The member states’ verdict will now be discussed under the EU’s trilogue procedure.

The Council noted packaging and packaging waste management generate a yearly turnover of €370bn ($404.8bn) in the EU and so have a role to play in “transforming Europe into a clean, sustainable, circular economy, in line with the European Green Deal”.

It added: “Even though recycling rates have increased in the EU, the amount of waste generated from packaging is growing faster than recycling. Over the last decade, the amount of packaging waste has increased by nearly 25% and is expected to increase by another 19% until 2030 if no action is taken.

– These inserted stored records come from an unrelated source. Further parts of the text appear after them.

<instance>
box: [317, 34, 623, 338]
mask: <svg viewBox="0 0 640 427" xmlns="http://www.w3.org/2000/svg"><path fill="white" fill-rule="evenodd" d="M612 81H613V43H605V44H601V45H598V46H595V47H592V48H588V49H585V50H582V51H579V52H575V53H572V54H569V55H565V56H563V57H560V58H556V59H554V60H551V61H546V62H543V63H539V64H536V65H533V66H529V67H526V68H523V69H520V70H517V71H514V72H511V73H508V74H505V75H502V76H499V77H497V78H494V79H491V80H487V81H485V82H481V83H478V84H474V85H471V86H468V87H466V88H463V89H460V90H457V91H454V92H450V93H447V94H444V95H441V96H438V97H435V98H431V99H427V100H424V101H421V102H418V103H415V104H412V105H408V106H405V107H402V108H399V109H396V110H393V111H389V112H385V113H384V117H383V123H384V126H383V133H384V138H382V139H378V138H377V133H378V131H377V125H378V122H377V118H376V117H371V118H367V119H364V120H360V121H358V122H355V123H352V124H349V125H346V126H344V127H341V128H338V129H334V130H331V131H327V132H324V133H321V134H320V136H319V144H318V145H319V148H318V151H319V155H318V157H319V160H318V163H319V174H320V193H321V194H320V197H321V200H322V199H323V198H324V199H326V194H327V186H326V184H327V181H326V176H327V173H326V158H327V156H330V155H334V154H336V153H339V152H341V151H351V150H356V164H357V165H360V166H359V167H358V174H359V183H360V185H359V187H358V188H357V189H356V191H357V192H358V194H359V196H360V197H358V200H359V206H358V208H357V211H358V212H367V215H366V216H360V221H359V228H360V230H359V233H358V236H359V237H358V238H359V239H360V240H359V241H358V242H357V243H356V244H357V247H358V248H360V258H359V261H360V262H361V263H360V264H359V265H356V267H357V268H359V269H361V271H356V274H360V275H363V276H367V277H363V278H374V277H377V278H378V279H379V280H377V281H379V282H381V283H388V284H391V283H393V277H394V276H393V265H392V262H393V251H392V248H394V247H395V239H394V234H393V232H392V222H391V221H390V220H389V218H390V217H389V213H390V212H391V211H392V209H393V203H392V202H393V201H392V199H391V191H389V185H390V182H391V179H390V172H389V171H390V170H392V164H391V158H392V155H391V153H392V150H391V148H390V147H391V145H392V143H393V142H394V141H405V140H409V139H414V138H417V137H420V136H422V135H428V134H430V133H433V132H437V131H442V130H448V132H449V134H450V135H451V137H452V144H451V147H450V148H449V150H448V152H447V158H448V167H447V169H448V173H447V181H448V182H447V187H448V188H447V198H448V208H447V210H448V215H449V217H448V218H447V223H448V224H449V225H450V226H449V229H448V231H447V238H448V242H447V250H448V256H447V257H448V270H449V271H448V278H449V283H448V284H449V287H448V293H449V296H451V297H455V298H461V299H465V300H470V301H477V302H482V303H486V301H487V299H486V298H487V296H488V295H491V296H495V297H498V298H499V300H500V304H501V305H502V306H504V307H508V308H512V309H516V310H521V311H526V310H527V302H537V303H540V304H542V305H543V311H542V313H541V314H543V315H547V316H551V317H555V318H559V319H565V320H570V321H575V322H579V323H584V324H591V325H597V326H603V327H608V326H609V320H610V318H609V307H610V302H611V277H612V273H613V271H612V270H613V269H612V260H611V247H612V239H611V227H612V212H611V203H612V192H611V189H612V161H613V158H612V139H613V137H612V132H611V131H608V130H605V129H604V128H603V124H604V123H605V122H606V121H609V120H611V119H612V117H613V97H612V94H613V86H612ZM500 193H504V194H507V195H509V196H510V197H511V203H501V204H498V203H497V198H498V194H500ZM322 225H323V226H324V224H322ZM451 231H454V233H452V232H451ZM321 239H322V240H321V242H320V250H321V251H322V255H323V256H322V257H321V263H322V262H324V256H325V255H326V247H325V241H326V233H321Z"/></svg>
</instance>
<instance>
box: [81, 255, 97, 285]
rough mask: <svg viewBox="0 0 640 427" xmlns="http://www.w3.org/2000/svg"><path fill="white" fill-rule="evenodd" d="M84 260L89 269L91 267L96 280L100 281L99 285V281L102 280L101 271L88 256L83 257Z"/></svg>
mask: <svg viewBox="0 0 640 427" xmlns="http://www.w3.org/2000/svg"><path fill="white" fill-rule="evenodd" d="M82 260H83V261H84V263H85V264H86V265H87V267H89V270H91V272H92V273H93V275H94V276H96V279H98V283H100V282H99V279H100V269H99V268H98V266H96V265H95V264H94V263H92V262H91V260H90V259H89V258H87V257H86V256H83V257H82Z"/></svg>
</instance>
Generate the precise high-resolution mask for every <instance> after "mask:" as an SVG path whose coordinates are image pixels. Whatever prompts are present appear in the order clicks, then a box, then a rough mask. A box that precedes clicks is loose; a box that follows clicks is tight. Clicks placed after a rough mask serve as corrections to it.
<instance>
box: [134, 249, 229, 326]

For plastic packaging waste, the expected increase is 46% by 2030.”

Each country in the EU generated 190 kilograms of packaging waste in 2021, the Council said, and that is expected to grow by almost 20% by 2030.

The new rules will also require that tea bags and sticky labels on fruit and vegetables are compostable. Member states will have the option to apply the requirement to other packaging formats such as coffee pods and “lightweight” carrier bags.

Measures are also proposed to address chemicals in packaging that restrict reuse or recycling, with the Commission to work with the European Chemicals Agency to prepare a report by 2026.

In terms of reuse and refill targets, different rules will apply to different product categories such as take-away packages for food and beverages, alcoholic and non-alcoholic drinks, but excluding wine. Cardboard will be exempted.

The Commission and the European Parliament will now “start negotiating on the final shape of the legislation under the Belgian presidency”.